Ten years ago, the International Maritime Organisation (IMO) placed a global ban on the use of tributyltin (TBT) in antifouling systems and put an end to what once was among the most important chemicals in the shipping industry. TBT – a group of compounds that consist of between one and four organic components attached to a tin atom via carbon–tin covalent bonds – used to do its job well. It was highly effective at warding off barnacles, shells and other marine creatures, which have the habit of settling onto boat hulls. When sea life smother their hulls, the boats slow down and use more fuel, so people have long hunted for ways to keep tenacious little hitchhikers off their boats.

But leaching out from antifouling paints into the marine environment, TBT turned out to be highly toxic toward non-target organisms. The resulting ban on the substance forced the antifouling industry to make a U-turn.

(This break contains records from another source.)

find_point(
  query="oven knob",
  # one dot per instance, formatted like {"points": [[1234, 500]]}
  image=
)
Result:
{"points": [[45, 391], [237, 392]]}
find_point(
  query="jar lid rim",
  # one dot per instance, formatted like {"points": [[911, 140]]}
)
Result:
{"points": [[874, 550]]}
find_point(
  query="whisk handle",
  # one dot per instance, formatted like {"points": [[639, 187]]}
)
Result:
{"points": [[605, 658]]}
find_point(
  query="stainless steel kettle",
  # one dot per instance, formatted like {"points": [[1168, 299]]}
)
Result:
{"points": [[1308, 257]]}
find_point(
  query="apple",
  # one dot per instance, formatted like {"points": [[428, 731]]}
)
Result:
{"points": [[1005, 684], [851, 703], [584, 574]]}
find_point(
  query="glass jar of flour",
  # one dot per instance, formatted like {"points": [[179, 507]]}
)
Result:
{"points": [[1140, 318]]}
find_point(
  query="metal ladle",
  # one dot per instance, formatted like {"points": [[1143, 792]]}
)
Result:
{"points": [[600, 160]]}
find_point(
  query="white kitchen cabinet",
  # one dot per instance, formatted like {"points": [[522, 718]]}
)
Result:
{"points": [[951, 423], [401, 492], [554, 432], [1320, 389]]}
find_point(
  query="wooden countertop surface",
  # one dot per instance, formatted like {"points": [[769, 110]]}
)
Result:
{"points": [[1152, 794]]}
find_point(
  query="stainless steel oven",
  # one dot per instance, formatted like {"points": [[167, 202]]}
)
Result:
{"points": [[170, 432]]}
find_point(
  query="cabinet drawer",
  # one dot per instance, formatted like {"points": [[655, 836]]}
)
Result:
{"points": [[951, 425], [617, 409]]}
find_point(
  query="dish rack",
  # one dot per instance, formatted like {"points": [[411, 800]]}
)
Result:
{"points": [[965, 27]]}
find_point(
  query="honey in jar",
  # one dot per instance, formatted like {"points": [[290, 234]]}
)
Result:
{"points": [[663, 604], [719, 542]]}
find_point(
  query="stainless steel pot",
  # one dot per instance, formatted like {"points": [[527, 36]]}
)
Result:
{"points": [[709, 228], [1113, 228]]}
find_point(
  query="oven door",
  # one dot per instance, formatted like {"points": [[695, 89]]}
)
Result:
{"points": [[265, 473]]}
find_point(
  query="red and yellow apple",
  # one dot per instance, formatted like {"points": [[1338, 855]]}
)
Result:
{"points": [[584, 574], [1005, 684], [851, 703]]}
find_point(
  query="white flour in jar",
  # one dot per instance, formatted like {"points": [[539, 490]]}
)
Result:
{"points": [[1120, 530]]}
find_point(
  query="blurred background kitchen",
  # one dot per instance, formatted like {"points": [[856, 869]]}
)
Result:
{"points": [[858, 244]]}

It became highly reliant on copper, a veteran in protecting boats. As early as the 18th century, hulls were covered in a thin layer of the compound where, in reaction with seawater, it would form copper oxychloride that deters marine creatures from getting a grip. Now, most antifouling products consist of copper metal oxides in combination with other co-biocides, such as zinc pyrithione or the polymer zineb.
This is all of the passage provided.